If delegations are not enabled, along with the TCP connection being in
ESTABLISHED state and Recq == 0, then I don't know what your problem is.
--> If you can capture packets "tcpdump -s 0 -w out.pcap host <client>"
    done on the server and then reproduce the hang, I can look at out.pcap
    to try and see what is going on.

And always use "hard" mounts on the clients and never "soft".
(That is in the BUGS section of "man mount_nfs".)
--> Your first example of an fstab line in your post on PR178231.
    I assume you meant either/or and you don't have both lines in /etc/fstab.
    That would be weird and incorrect.

Finally, if your clients are new enough "umount -N /mnt/path" is the
way to get rid of a hung NFS mount point. "umount -f /mnt/path" won't
ever work.

Comment 24 Chris Stephan 2021-10-02 03:14:27 UTC

(In reply to Rick Macklem from comment #23)

Added your requests to the test plan for 2020-10-03.

In regards to hard vs soft. I saw that, but was grasping at straws. With very little references to working NFSv4 setups on the internet and limited information outside of `man nfsv4' (even from the linux community). At one point, I found a blog post with limited instruction on NFSv4 between Solaris clients and FreeBSD 11.1 recommending using a soft mount. I was short on examples, so when we started running into issues so quickly, I assumed either the BUGS section was dated information and it was worth a shot. Needless to say, it didn't resolve anything, but I'm not sure it made it any worse either. Just to be clear, intr will be deprecated for all client versions going forward, not just NFSv3, correct, or is this a linux only change?

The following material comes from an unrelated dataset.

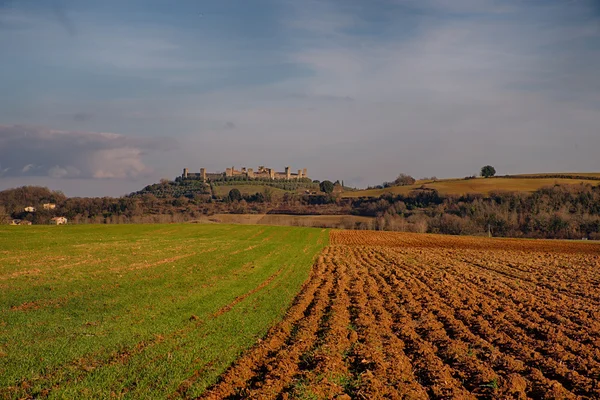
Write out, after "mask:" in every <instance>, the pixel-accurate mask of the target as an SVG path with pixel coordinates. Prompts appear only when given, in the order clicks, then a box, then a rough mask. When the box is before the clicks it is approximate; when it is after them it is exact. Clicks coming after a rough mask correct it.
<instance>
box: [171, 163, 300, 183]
mask: <svg viewBox="0 0 600 400" xmlns="http://www.w3.org/2000/svg"><path fill="white" fill-rule="evenodd" d="M232 177H245V178H247V179H271V180H288V181H290V180H300V179H304V178H308V174H307V170H306V168H304V169H299V170H298V172H297V173H292V172H291V168H290V167H285V171H284V172H277V171H275V170H274V169H273V168H267V167H265V166H264V165H261V166H259V167H258V169H257V170H256V171H254V169H253V168H246V167H243V168H242V169H241V170H237V169H235V167H231V168H227V169H226V170H225V172H206V168H200V172H199V173H195V172H190V171H189V169H188V168H184V169H183V174H181V178H182V179H196V180H201V181H203V182H210V181H215V180H222V179H223V178H232Z"/></svg>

Comment 25 Rick Macklem freebsd_committer

2021-10-02 05:00:43 UTC

I, personally, I am not a fan of "soft" or "intr"
mount options, because they can result in I/O syscalls
returning EINTR, which is not POSIX and not expected
by most applications.

Having said that, you can safely use them for NFSv3.
It is the open/lock state in NFSv4 that gets "confused"
when an RPC involving locking terminates via interruption
(a signal) or times out ("soft").

Comment 26 Jason 2022-02-14 15:56:04 UTC

I am looking to apply updates to my servers and want to verify that the fix established here has been applied to FreeBSD 12.X.  How can I see which kernel versions this patch was applied to so that I can be confident when moving forward?

Comment 27 Rick Macklem freebsd_committer

2022-02-14 22:22:14 UTC

The patch is in 12.3.

To see this, you'd need to play around with git.
(There might be some clone in github that
 you can look at, so you don't have to bother to git clone, etc.?)
--> I'll admit I don't even know what the release branches are called
    in the git clone, since I only mess with main and stable/N.

Comment 28 Jason 2022-02-15 15:58:15 UTC

Thank you.
Knowing that the patch is in 12.3 is helpful.

Comment 29 Rick Macklem freebsd_committer

2022-05-20 22:22:05 UTC

Since the 13.1 release has this fix, close the PR.